Tissue morphogenesis depends on the intrinsic and extrinsic forces acting on tissue soft matter properties. These physical quantities are the final effectors and the converging point of the genetic and environmental interactions that control morphogenesis. In the developing neural tube, a multitude of genetic and cellular processes contribute to its folding and closure, yet how they regulate tissue mechanics remain unclear.
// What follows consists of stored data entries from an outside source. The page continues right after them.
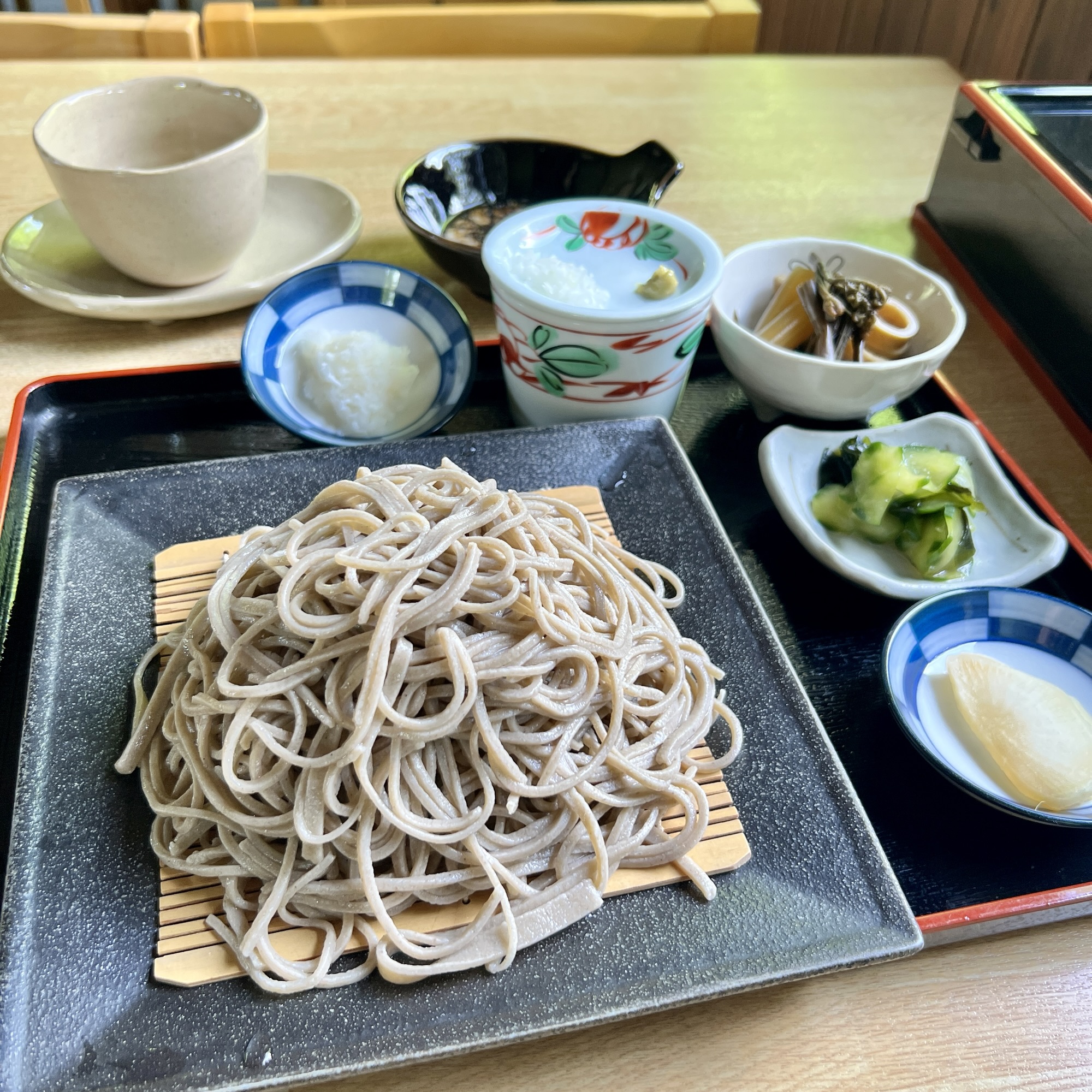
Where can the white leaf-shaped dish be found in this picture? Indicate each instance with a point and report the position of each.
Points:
(1013, 544)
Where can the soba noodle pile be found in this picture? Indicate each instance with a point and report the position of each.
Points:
(424, 691)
The failure of closure leads to neural tube defects (NTDs), a class of common developmental abnormalities and a worldwide health burden. To resolve NTD etiology, it is essential to define the tissue forces that drive neural tube folding and uncover their genetic and cellular origins and regulation. The avian neural tube shares key morphogenetic characteristics with humans while providing easy access to imaging and mechanical tools. Recently, I and colleagues developed a novel force probe for direct tissue stress measurement and loading in live avian embryos. Importantly, we identified a compression force from the presomitic mesoderm and a change of global tissue tension, both required for neural tube folding suggesting previously unrecognized NTD causes. The dynamics of these forces, tissue rheological properties, and their interplay with cellular and genetic processes are unknown. Here, combining quantitative tissue mechanics and imaging, I propose to 1) systematically map tissue mechanics and cell and extracellular matrix organization of the avian neural tube and neighbouring tissues; 2) elucidate the role of planar cell polarity and folate pathways in inter-tissue mechanics during neural folding; 3) define the cellular mechanisms controlling the formation and pressure of the neural tube lumen. Our insights will transform our understanding of NTDs and more generally the mechanics of epithelial morphogenesis. Our quantitative platform will have broad applications in other models of morphogenesis, including human organoids.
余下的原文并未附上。